Hacker News new | ask | show | jobs
by mianos 933 days ago
That has been covered quite well in multiple places. Andrej, as usual, has some good reasons in his recent talk: https://www.youtube.com/watch?v=zjkBMFhNj_g

Just increasing the size of pre-trained LLMs is not considered a likely simple path to AI by most professionals working in the technical side of the field.

3 comments

Thank you, that was a fascinating talk and I learned quite a bit.

However, it did not provide a convincing argument as to why LLMs cannot be a part of a "doomer" AI. In fact, I got the opposite vibe from Andrej explaining expected future developments. The whole section on System 2 thinking sounds like a layer constructed around dumb LLMs that would result in vastly improved and more generalizable intelligence.

I agree that just scaling the size of LLMs is probably not sufficient for AGI...but that just seems like one relatively minor piece of all the possible ways it might be achieved.

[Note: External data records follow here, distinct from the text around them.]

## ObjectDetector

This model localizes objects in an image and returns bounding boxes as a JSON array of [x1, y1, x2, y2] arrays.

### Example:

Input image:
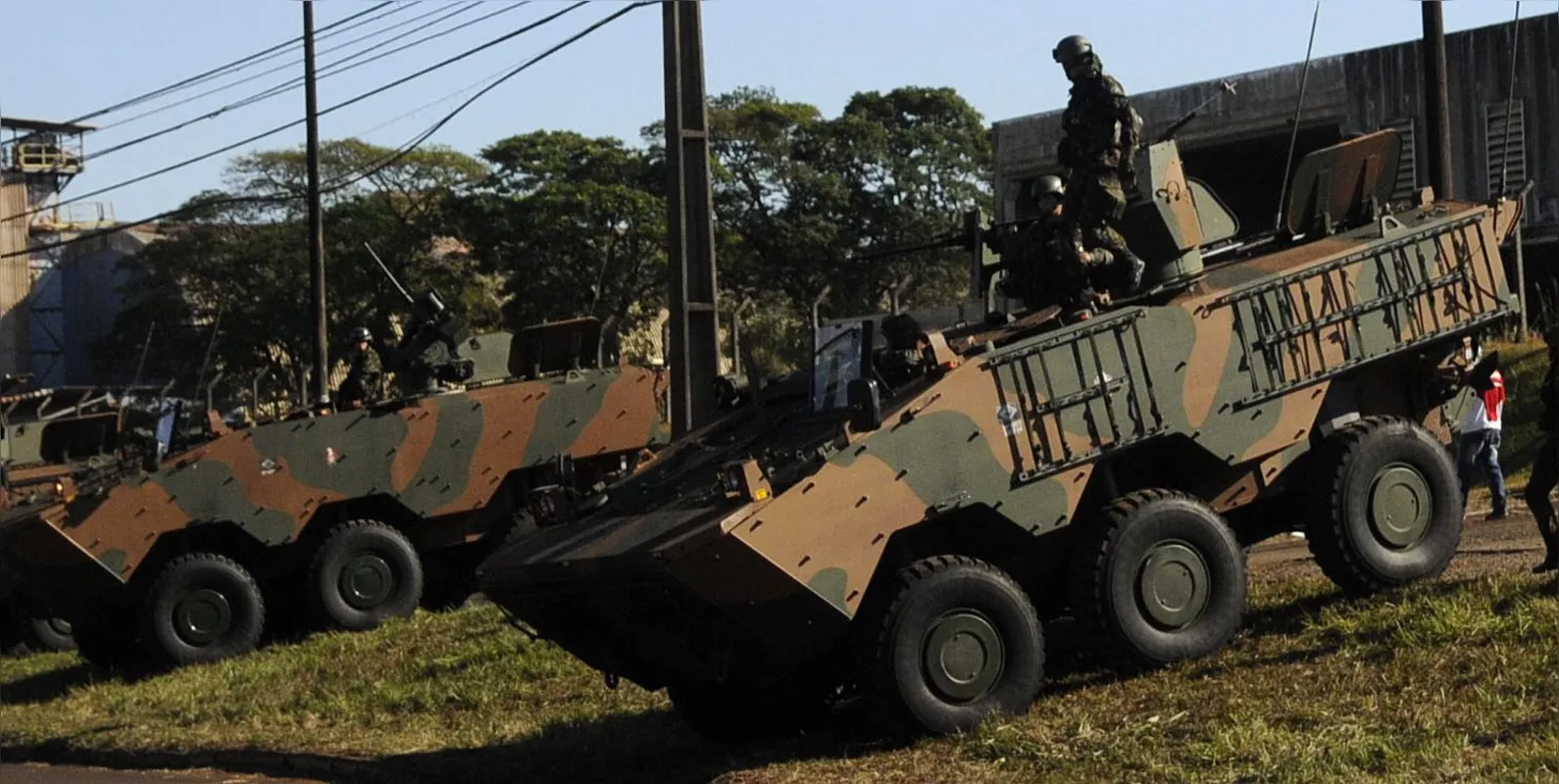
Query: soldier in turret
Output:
[[341, 327, 385, 407], [1051, 36, 1144, 296], [1025, 174, 1094, 315]]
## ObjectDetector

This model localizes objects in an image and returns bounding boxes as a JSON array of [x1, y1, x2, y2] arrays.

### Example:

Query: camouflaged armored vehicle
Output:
[[0, 377, 171, 653], [478, 131, 1520, 736], [0, 307, 668, 665]]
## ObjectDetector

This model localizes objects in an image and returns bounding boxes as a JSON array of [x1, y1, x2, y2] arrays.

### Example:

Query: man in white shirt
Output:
[[1456, 346, 1506, 520]]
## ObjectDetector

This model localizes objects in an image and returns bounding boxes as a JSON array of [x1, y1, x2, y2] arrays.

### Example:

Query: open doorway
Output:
[[1181, 124, 1342, 235]]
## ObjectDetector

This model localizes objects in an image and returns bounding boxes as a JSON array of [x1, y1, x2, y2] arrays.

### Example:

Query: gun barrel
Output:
[[363, 242, 417, 304]]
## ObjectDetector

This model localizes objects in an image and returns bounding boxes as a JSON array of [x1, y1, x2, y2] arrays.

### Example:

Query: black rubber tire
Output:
[[309, 520, 424, 631], [1070, 489, 1245, 671], [1305, 416, 1462, 597], [666, 683, 828, 744], [137, 554, 265, 665], [867, 555, 1044, 734]]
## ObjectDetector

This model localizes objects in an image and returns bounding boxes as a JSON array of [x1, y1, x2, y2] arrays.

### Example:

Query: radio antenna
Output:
[[1272, 0, 1321, 230]]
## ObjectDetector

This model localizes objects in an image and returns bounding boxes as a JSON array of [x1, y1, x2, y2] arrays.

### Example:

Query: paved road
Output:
[[0, 763, 322, 784]]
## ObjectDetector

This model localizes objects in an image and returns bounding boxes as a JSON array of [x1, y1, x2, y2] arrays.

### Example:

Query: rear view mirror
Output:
[[845, 378, 882, 433]]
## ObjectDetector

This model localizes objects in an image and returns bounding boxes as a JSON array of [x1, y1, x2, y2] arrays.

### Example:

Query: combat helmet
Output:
[[1051, 36, 1093, 69], [1032, 174, 1067, 201]]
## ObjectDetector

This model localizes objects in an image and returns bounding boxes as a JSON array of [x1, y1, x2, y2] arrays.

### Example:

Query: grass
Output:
[[0, 334, 1559, 784], [9, 576, 1559, 784]]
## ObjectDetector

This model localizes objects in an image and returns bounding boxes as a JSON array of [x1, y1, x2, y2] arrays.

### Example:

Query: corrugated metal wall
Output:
[[991, 14, 1559, 237], [0, 173, 32, 374]]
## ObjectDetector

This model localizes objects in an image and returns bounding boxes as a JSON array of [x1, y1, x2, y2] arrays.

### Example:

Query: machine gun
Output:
[[363, 242, 476, 391]]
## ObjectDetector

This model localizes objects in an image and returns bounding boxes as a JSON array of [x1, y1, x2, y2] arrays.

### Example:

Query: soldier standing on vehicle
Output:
[[1525, 325, 1559, 573], [341, 327, 385, 407], [1456, 338, 1506, 520], [1051, 36, 1144, 296]]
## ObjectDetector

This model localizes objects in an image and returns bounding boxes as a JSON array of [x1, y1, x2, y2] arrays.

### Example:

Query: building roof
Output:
[[0, 117, 97, 134]]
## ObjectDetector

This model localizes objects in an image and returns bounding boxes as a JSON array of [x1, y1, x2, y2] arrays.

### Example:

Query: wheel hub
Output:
[[1136, 542, 1211, 630], [922, 610, 1006, 703], [340, 554, 394, 610], [1369, 463, 1433, 550], [173, 588, 232, 645]]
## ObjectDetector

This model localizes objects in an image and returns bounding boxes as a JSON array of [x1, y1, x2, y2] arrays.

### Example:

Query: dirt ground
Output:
[[1250, 499, 1543, 580]]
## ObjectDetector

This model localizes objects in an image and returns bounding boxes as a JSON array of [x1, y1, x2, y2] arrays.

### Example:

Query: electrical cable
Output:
[[97, 2, 478, 134], [97, 0, 531, 161], [0, 0, 658, 259], [64, 2, 405, 124], [0, 0, 585, 222]]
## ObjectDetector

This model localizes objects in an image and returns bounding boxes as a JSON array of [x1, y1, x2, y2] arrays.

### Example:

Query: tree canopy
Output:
[[97, 87, 993, 399]]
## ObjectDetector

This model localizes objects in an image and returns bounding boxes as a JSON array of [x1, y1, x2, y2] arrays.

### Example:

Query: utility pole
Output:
[[661, 0, 721, 438], [302, 0, 330, 406], [1420, 0, 1454, 200]]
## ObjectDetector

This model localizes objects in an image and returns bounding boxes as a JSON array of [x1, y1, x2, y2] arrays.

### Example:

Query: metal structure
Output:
[[661, 0, 721, 435], [302, 0, 330, 406], [1422, 0, 1454, 198], [991, 13, 1559, 251], [0, 117, 101, 385]]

No argument from me. LLMs would be a component of AI, much like we kind of have long term read only memory. But the extra bits could in the form of some dynamic functions on each tensor network node (G* functions LOL!)

It's interesting to go back and read the MIT OpenAI story from 2020 to hear how thinking about these moral implications was an important part OpenAI.

Most professionals didn't think we were close to surpassing human capability in chess, go, or dota, until after it happened. I've seen little evidence of expert domain knowledge improving AI forecasting ability, if anything it seems the experts are often late to the party.

Besides expert consensus, is there any other actual argument against LLMs achieving generalizability?

> Besides expert consensus,

Well there are solid technical reasons, as described in the video. One of them is based on that these models are 'pre-trained' and AGI may be a result of a more dynamic knowledge base that can change more than just the local context and update the model, as our brain does.

Andrej also suggests that an attribute of a more advanced AI would have the ability to ask it to spend longer thinking to get a better answer, like a chess engine.

This said, expert consensus is probably the best answer we have. It's not like the consensus of a bunch of youtube vids and articles that only exist for getting clicks. These experts are famously sharp. I have done his course video series (it took a huge effort, even though he is an amazing lecturer) and had existing python and linear algebra experience and I understand his argument.

>these models are 'pre-trained' and AGI may be a result of a more dynamic knowledge base

Why couldn't the knowledge base be used in conjunction with the LLM? As the GP said, why can't LLM's gain sentience or be finagled into sentience with a wrapper'. The Knowledge base you're describing is the wrapper.

>Andrej also suggests that an attribute of a more advanced AI would have the ability to ask it to spend longer thinking to get a better answer, like a chess engine.

This is another method that is already being deployed with LLMs. So the question stands, why won't LLMs be the foundation for nearing AGI?

For my money, LLMs likely are that base. AI Experts are either too shy from the memory of AI winters past to see the nose on their faces, or too busy developing paradigm breaking models to care. Regardless of what Chomsky or any other 'expert' says should be possible, the practical results of LLM growth are literally speaking for themselves.

Maybe we should have suspected a 'large language game' to be the catalyst for AGI from the start. Was human intelligence truly general before we developed language? Could it be general without it?

I watched the talk and I don't saw him giving those reasons.